PGE/GO evita juros compostos e gera economia milionária

A Procuradoria-Geral do Estado de Goiás (PGE/GO), no mandado de segurança perante o Supremo Tribunal Federal (STF), impugnou a cobrança capitalizada de juros pela União em contrato de refinanciamento de dívida pública.

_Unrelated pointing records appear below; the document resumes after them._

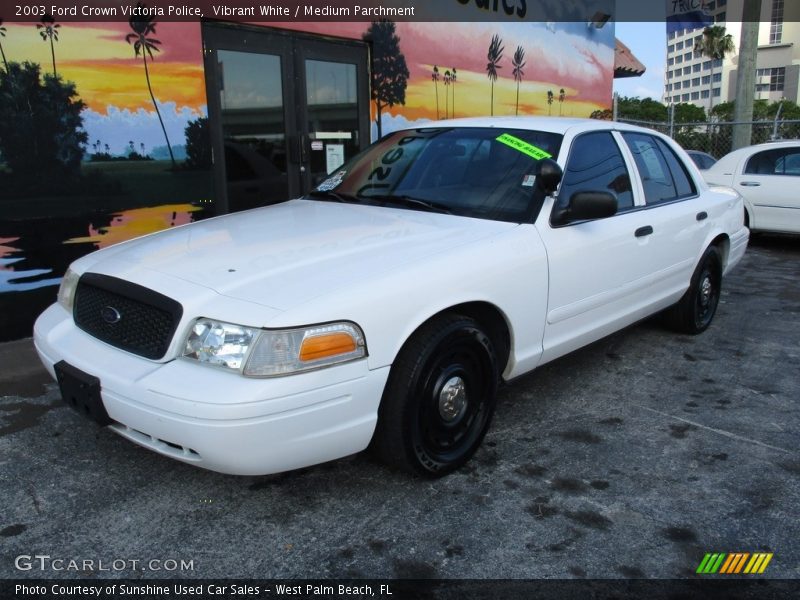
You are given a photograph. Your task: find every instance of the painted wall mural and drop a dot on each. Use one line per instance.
(103, 137)
(104, 132)
(474, 69)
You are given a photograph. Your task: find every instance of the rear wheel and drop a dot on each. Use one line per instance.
(439, 398)
(696, 309)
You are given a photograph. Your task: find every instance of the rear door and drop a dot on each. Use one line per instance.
(598, 269)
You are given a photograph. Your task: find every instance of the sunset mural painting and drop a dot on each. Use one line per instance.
(83, 160)
(137, 155)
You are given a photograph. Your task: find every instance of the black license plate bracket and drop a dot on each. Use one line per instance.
(81, 392)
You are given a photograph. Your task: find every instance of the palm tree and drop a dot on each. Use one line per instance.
(518, 62)
(435, 79)
(453, 79)
(716, 45)
(142, 27)
(49, 30)
(3, 34)
(447, 79)
(494, 55)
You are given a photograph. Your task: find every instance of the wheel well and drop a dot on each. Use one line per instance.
(723, 244)
(493, 323)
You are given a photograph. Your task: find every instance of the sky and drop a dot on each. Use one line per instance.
(648, 42)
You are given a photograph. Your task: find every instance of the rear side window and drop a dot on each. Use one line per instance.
(664, 175)
(595, 164)
(783, 161)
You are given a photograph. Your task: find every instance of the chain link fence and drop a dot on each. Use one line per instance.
(716, 137)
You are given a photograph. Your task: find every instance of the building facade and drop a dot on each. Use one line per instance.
(694, 78)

Com isso, houve redução no saldo devedor que o Estado tem com a União além de significativa redução nas parcelas pagas mensalmente pelo Estado. De acordo com cálculos da SEFAZ, a Secretaria da Fazenda, o Estado vai economizar cerca de 40 milhões de reais todo mês.
O relator, Ministro Roberto Barroso, ao deferir o pedido liminar, afastou a incidência da taxa Selic capitalizada (juros sobre juros), determinando a utilização de juros simples ou lineares e, consequentemente, impediu a aplicação de sanções previstas em caso de inadimplência da dívida com a União.
“Essa foi mais uma vitória conseguida pela PGE. A liminar concedida pelo Ministro Barroso visa garantir o cálculo e o pagamento do 5º Aditivo de refinanciamento da dívida pública estadual com base em novos parâmetros legais. O que significa uma economia importante, no cenário atual, aos cofres públicos.”, disse o Procurador-Geral do Estado, Alexandre Tocantins.
Junto com o Procurador-Geral do Estado também atuou neste processo a Procuradora-Chefe da Capital Federal Dra. Melissa Peliz.